Eu nunca lhe havia escrito um texto... A hora é agora.
Há certos momentos na vida que ficam na memória para sempre. Depois de um tempo, até os ruins passam a ser bons na companhia certa. Acredite, nem que eu me esforce consigo turvar as lembranças do vento batendo nos olhos, marejando-me. Houve vezes até em que passeamos só eu e você, e era exatamente essa a intenção; que ninguém nos atrapalhasse, a filosofar pelas estradas de terra...

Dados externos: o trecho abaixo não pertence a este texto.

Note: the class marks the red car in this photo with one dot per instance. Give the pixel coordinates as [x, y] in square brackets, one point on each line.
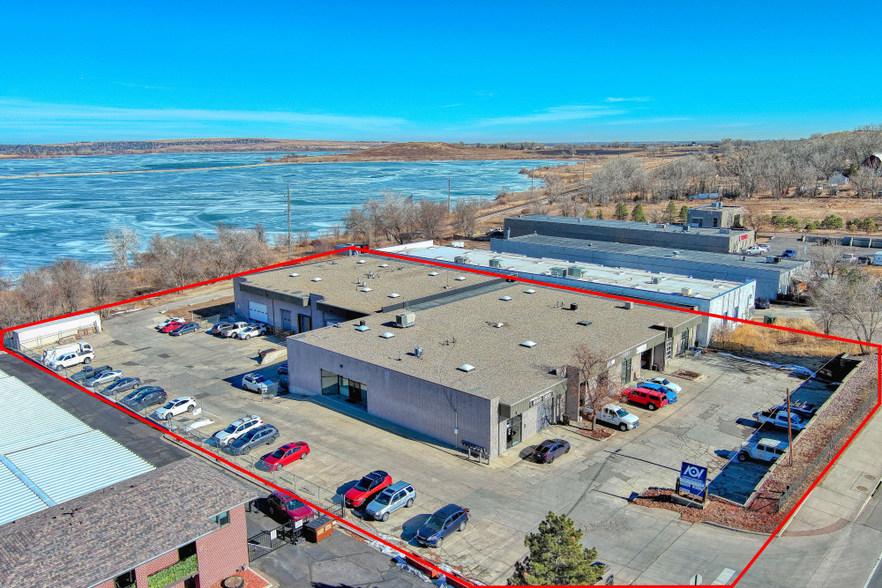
[172, 326]
[288, 453]
[287, 503]
[368, 487]
[651, 399]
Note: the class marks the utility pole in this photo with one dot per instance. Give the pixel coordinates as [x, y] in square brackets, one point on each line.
[290, 243]
[789, 430]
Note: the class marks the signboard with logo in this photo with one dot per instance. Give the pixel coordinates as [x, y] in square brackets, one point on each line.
[693, 478]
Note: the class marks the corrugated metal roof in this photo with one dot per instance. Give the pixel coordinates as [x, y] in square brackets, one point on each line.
[32, 419]
[58, 457]
[16, 499]
[69, 468]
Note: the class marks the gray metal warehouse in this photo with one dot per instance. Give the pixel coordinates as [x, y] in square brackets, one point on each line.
[721, 240]
[716, 296]
[485, 368]
[772, 277]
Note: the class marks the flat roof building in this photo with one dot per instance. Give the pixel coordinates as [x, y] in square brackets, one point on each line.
[722, 240]
[772, 278]
[488, 370]
[716, 296]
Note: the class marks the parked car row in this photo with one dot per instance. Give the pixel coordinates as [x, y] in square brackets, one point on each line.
[239, 330]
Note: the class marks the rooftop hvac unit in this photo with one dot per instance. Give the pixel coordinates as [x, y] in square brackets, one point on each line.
[405, 319]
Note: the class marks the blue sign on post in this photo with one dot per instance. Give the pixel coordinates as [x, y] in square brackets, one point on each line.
[693, 478]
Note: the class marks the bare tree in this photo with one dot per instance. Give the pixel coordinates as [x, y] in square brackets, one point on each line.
[596, 386]
[123, 242]
[431, 218]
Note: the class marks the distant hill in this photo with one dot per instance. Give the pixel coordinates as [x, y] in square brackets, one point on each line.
[240, 145]
[433, 152]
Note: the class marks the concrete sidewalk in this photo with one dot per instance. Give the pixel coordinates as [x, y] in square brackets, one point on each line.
[841, 496]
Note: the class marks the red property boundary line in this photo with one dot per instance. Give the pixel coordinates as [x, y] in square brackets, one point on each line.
[362, 532]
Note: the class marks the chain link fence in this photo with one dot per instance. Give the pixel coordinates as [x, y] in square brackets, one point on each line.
[826, 455]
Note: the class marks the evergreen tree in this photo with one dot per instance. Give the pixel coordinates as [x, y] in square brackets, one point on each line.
[637, 215]
[556, 557]
[671, 212]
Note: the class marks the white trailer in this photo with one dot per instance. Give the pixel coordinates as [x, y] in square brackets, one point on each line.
[37, 336]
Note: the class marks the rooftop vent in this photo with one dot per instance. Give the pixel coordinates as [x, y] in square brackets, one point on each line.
[405, 319]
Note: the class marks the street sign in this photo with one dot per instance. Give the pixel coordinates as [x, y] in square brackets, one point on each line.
[693, 478]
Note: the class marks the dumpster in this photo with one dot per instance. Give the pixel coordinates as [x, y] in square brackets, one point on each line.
[318, 529]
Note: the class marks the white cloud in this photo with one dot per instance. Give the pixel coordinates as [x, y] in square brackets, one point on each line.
[643, 99]
[553, 114]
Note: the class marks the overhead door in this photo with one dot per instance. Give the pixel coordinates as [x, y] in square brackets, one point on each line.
[257, 312]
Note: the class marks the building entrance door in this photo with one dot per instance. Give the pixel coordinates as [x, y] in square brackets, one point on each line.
[513, 433]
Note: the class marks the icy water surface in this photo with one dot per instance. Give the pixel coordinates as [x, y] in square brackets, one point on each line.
[44, 218]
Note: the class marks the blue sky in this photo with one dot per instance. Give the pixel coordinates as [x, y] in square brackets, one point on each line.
[470, 71]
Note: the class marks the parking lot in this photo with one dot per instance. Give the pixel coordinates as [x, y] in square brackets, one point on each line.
[508, 498]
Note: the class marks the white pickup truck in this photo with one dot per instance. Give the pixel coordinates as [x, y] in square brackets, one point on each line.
[71, 359]
[779, 419]
[618, 417]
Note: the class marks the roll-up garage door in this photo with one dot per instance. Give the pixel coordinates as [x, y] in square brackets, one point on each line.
[257, 312]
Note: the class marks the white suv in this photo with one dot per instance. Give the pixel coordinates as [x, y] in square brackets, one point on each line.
[237, 429]
[762, 450]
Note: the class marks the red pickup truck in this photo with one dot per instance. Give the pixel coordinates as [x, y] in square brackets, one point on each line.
[649, 398]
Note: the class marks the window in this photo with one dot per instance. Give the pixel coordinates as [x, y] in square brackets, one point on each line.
[126, 580]
[222, 519]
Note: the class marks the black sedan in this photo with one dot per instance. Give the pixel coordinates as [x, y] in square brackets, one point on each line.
[121, 386]
[185, 328]
[546, 451]
[89, 372]
[154, 395]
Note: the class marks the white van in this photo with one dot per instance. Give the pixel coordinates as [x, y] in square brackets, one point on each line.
[762, 450]
[54, 353]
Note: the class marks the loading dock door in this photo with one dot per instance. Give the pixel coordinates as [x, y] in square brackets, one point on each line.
[257, 312]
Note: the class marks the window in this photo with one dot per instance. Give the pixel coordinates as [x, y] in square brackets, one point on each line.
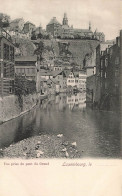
[117, 61]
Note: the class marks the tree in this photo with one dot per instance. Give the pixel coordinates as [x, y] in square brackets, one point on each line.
[4, 20]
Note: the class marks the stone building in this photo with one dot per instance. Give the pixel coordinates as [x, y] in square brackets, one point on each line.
[54, 27]
[103, 88]
[110, 75]
[26, 66]
[17, 25]
[89, 63]
[64, 31]
[7, 63]
[29, 28]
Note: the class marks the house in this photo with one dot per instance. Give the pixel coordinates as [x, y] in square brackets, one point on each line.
[89, 63]
[53, 86]
[76, 101]
[71, 80]
[17, 25]
[46, 74]
[60, 78]
[53, 27]
[29, 28]
[82, 81]
[26, 66]
[7, 64]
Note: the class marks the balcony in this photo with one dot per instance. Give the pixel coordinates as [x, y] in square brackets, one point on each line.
[3, 33]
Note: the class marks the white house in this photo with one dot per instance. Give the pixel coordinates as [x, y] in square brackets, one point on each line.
[82, 81]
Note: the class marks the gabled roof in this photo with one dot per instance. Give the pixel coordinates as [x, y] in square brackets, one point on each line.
[53, 21]
[16, 20]
[55, 73]
[49, 81]
[28, 22]
[83, 30]
[26, 58]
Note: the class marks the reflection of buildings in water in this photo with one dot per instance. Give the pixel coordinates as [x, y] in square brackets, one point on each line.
[76, 100]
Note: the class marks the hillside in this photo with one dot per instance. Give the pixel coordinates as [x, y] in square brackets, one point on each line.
[76, 49]
[63, 50]
[24, 47]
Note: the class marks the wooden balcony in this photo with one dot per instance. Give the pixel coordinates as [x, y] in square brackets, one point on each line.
[4, 34]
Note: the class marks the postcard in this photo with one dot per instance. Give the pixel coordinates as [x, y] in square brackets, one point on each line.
[60, 98]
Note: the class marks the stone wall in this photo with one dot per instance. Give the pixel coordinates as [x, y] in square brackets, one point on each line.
[10, 106]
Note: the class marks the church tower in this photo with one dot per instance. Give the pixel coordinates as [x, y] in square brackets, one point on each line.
[89, 26]
[65, 20]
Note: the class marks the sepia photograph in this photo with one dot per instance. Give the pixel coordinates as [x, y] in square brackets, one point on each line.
[60, 84]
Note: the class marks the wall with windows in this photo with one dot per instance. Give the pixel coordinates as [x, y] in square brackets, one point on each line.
[6, 67]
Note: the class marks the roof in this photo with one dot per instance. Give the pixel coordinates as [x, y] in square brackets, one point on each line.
[28, 22]
[55, 73]
[53, 21]
[76, 73]
[16, 20]
[26, 58]
[45, 73]
[83, 30]
[52, 80]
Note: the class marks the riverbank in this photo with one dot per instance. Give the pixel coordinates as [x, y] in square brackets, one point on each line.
[10, 106]
[42, 146]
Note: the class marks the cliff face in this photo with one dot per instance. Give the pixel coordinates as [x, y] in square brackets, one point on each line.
[24, 47]
[72, 50]
[64, 50]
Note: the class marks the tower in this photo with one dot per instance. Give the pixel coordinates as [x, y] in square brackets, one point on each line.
[89, 26]
[65, 20]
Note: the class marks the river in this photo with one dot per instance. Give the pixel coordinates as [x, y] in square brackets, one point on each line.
[97, 133]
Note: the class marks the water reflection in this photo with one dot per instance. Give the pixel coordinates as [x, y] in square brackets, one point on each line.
[97, 133]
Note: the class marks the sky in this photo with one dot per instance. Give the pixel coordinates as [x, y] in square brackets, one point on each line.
[105, 15]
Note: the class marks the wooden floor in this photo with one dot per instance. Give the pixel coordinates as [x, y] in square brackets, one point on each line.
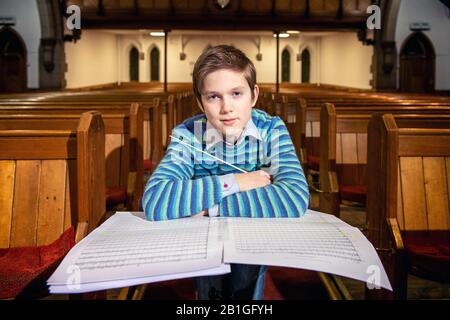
[417, 288]
[356, 216]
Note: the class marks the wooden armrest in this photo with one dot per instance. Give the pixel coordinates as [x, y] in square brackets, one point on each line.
[133, 203]
[81, 232]
[395, 234]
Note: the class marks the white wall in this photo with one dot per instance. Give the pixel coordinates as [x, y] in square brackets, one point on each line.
[103, 56]
[29, 28]
[345, 61]
[181, 71]
[437, 15]
[92, 60]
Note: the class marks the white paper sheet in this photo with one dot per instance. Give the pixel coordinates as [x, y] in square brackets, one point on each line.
[317, 241]
[128, 250]
[98, 286]
[128, 247]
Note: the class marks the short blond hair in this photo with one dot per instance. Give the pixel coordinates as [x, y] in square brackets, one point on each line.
[222, 57]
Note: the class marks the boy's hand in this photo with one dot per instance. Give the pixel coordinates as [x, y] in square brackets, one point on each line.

Devagar, rápido, curto, longo, chuvoso, ardente, verde, castanho, nublado, céu azul, enluarado, somente estrelas, cada passeio com sua peculiaridade... Todos igualmente marcados. Aquela vez em que você avançou pela baia comigo (essa é a lembrança mais forte de todas, e hoje me é tão boa!), pelo topo de todos os morros, fugindo daquele cavalou louco (hoje tão mirrado) no caminho da Dona Carmen, a própria Dona Carmen com uma espingarda na mão na janela (que já se foi), o Seu Moacir enfraquecendo, também indo aos pouquinhos... E hoje, você, minha querida.
Desde os quatro anos, quem diria! E no início eu enguiçava tanto para montar. Não fosse meu pai insistindo por anos, e esse amor não existiria... nossa, que tristeza isso me dá hoje. Prova do tanto de coisas que você me ensinou. A ser paciente. A gostar de velocidade. A dar carinho. A experimentar o novo. A ficar sozinha, a dividir companhias, a curtir a brisa – especialmente curtir a brisa. Se gosto tanto disso hoje, tenho certeza absoluta de que a culpa é inteiramente sua.
Divina da Atividade, uma deusa em seu véu branco, crina cinza chacoalhando na sequência do vento. Que marcha, que galope, cheirando meu pé de bota como quem quisesse me morder, lembro-me bem. Sem contar as duas vezes em que você pisou no meu pé, achei que fosse ficar manca pela eternidade. Mãe e avó, quem sabe bisavó também, não sei o que se sucedeu com seus filhotes lindos: Surpresa, Pancho e Natalina.
Todas as vezes que preparei aquele seu “bolo” de farelo com folhas de bananeira, ou milho, ou banana! Quando você me oferecia a cabeça para tirar a rédea, achava aquilo o máximo, e pensava como podiam dizer que animais não pensam. Se não pensam, sentem. Quem sabe fôssemos só emoção e não seríamos mais felizes.
Obrigada por ter feito parte da minha família por catorze anos. Bom descanso agora, depois de todo esse tempo de luta. Morrerei de saudades, mas viverei por ti, minha querida Divina, minha eterna eguinha branca que espera por mim quando grito seu nome.